There is more that PE can do to shift the narrative to a more positive tone. As we’ve demonstrated in all our studies, the industry has a good story to tell. Moves to build in-house investor relations and communications teams have helped professionalize PE’s engagement with all stakeholders. However, the industry needs to build on its work to improve transparency and disclosure through greater collaboration at a national and European level. Momentum is starting to build on these efforts, in many cases led by the national and European associations, but further development relies on the continued involvement of PE firms at an individual level.

European PE is adjusting to the new regulatory environment and is making good progress on implementing the requirements imposed by AIFMD. This is helping to institutionalize and standardize procedures and processes within PE firms and puts in place third-party oversight of funds. These developments may not be welcomed by all, but over the longer term, they should help PE to validate its record of value creation and its ability to achieve above-market returns for its investors.

The European IPO staged a comeback in 2013, and so far, 2014 looks as though it will be another strong year for exits on the public markets.

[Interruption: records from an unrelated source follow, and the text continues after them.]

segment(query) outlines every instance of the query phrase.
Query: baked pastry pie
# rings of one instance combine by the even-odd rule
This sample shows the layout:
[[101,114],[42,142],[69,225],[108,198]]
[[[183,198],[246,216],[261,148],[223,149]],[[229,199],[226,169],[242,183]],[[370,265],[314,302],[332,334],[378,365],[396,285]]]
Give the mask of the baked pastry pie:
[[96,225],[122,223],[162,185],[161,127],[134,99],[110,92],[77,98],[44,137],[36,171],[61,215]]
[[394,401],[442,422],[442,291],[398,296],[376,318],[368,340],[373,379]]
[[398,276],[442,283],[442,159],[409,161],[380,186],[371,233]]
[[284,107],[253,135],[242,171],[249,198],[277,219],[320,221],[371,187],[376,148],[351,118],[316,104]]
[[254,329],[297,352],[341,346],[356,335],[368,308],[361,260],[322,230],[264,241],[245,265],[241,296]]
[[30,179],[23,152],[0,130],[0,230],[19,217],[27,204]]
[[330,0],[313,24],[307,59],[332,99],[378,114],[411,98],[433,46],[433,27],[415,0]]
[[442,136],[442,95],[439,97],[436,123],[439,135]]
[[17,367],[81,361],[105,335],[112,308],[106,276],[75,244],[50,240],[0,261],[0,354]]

While it is highly likely that the number of exits via IPO will surpass that of last year, PE will need to manage these exits with care: there are some signs that the headiness of the markets that characterized 2013 is now starting to abate.

At the same time, a deepening and further development of the European credit market means that secondary buyouts will continue to be a good exit route for PE, including for some of the larger companies in the portfolio. The outlook for M&A is also promising as corporates are picking up their activity levels, which should provide both exit and new investment opportunities for PE — and will help to normalize PE exit activity over the coming years.

New investment will be supported by the improvement in the fundraising market, where totals are beginning to reach levels not seen since the crisis. There is evidence that this pickup is the start of a long-term trend: LPs continue to be attracted by PE’s long-term performance record and are increasing their allocations to the asset class.

Overall, the outlook for PE is positive. The conditions around the industry are improving on all fronts — there is a greater availability of equity and debt capital for investment, a steady pickup in the economic environment, a shift in the perception of the role PE has to play in the European economy, and, in mid-2014, strong activity in two of the three main exit routes.